SUBSTANCE: method is used for naval seismic prospecting for studying sections of sediments in seas in oceans to find sea hydrocarbon deposits. Method is based upon synergy of synchronous measurements by means of geophones mounted on the sea bottom and in towed scythes. Autonomous bottom seismic stations are used as bottom receivers mounted in specific areas. Far and nearer areas seismic towed scythes are used as multichannel receivers. Kinematical and dynamic parameters of the whole set of reflected, refracted, head longitudinal and lateral waves after being synchronously registered by autonomous bottom seismic stations and far and nearer area seismic scythes, are used for data interpretation. The whole set of data is subject to complex processing at synchronous registration along the whole wave field.

EFFECT: improved truth of results of measurements.

5 cl, 1 dwg

Description

The invention relates to techniques for conducting marine seismic exploration and can be used to study sedimentary sections in the waters of the seas and oceans in order to identify offshore hydrocarbon deposits.
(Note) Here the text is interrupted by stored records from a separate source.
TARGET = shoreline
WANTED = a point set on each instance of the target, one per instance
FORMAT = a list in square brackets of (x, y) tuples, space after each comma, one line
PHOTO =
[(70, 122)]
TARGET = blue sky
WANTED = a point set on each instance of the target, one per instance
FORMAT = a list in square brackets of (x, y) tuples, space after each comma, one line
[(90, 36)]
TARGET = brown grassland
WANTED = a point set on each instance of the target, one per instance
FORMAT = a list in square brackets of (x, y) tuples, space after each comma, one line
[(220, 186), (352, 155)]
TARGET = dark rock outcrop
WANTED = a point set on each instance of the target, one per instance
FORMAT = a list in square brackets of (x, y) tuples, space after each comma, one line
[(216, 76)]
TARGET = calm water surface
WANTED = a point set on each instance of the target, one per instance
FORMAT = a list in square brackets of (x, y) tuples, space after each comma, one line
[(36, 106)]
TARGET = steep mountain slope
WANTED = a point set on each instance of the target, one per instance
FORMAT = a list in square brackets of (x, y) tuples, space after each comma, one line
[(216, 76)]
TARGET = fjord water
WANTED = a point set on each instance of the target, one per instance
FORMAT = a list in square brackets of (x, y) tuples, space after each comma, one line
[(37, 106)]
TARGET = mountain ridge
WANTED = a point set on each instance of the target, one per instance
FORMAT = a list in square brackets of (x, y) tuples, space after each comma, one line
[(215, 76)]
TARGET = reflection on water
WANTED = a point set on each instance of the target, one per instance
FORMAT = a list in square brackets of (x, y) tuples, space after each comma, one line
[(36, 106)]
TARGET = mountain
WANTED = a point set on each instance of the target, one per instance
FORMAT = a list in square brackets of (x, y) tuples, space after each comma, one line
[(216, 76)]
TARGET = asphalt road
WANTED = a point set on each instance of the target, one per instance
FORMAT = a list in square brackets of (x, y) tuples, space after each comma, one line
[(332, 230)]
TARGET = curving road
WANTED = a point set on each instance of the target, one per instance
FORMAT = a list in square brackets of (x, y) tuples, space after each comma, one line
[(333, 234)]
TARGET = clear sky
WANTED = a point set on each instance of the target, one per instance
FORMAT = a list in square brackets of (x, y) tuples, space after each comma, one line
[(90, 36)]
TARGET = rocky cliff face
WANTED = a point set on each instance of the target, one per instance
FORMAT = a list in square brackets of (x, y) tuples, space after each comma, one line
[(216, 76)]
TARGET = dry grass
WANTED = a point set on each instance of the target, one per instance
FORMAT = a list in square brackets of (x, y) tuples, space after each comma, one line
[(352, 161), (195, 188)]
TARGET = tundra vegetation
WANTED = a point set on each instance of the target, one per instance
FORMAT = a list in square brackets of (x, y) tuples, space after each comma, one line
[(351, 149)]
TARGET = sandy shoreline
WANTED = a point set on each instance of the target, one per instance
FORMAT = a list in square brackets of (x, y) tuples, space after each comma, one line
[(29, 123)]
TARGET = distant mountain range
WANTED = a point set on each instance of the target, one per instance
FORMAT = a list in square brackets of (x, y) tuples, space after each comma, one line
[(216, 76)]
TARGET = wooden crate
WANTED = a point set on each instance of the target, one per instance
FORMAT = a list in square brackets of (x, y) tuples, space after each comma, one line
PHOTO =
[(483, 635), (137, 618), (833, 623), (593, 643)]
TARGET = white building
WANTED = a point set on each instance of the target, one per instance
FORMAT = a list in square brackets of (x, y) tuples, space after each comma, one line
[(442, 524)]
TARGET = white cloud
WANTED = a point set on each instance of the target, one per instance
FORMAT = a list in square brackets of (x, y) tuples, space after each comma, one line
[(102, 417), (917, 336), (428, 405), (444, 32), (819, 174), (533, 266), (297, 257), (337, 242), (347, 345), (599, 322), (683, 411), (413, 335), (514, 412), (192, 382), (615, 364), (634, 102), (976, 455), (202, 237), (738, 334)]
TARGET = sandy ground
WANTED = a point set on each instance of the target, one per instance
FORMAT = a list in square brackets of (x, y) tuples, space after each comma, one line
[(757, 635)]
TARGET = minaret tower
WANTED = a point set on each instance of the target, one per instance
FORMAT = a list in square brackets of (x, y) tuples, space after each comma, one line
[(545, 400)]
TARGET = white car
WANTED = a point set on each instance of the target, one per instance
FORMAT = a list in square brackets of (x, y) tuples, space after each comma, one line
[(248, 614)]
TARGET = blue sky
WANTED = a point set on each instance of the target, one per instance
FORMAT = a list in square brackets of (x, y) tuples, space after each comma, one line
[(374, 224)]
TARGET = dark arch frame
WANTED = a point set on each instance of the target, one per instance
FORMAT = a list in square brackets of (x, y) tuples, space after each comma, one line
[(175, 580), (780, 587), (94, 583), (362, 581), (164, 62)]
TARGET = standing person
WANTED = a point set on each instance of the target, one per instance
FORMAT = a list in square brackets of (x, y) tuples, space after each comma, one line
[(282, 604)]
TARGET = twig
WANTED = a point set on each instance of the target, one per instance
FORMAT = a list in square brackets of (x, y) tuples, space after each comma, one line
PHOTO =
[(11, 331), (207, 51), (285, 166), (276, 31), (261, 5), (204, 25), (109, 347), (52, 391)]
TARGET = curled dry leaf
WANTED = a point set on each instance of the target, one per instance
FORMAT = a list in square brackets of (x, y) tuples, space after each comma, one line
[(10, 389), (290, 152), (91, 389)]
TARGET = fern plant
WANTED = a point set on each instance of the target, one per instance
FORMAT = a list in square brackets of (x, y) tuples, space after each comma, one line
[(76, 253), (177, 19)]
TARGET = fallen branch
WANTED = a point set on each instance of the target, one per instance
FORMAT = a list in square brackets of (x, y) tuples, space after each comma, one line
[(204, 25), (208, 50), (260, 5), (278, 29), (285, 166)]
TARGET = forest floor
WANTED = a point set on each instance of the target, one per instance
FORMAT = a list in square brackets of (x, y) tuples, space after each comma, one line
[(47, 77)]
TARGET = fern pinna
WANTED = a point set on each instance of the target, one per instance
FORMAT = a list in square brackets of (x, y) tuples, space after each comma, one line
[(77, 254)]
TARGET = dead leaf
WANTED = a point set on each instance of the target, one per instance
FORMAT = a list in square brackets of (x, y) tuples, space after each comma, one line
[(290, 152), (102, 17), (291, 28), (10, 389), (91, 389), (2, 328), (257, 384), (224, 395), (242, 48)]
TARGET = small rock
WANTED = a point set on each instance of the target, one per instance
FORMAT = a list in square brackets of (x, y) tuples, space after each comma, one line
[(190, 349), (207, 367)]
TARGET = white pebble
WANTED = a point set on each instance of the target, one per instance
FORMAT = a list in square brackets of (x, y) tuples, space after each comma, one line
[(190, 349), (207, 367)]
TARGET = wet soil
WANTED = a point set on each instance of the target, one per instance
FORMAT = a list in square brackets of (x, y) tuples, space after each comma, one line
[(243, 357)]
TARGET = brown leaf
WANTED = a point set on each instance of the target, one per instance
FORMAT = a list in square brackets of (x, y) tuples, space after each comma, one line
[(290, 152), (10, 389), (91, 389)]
Traditionally, seismic surveys in the sea are carried out using specialized vessels. As sources of elastic waves, single or group air emitters towed behind the vessel are used, and registration of reflected waves is carried out by receivers of the vessel towed by the seismic streamer (two-dimensional seismic exploration - 2D) [8-10]. For spatial (3D) seismic exploration, as a rule, two vessels with towed receiving seismic streamers [5] are used, or longitudinal waves are emitted [4, 9] from the airborne emitter lines spaced apart from the vessel. To increase the depth of seismic exploration, two vessels moving one after another, equipped with sources, are used, and seismic signals are received at a seismic cable towed behind one of the vessels [10], or two seismic cable tows synchronously towed one after another by one vessel [3].

However, in some cases, the resolving power of the traditionally used seismic surveying methods with seismic streamers towed behind vessels is insufficient, and multiwave (polarization) seismic surveying is required.

Known methods [2, 6, 9] and systems [4, 11] of marine multiwave (polarization) seismic exploration, based on recording parameters of reflected longitudinal, transverse and converted waves when laying the receiving seismic streamer on the seabed [1, 2, 4, 9, 11], or using bottom seismic installations (stations) [1, 6, 7].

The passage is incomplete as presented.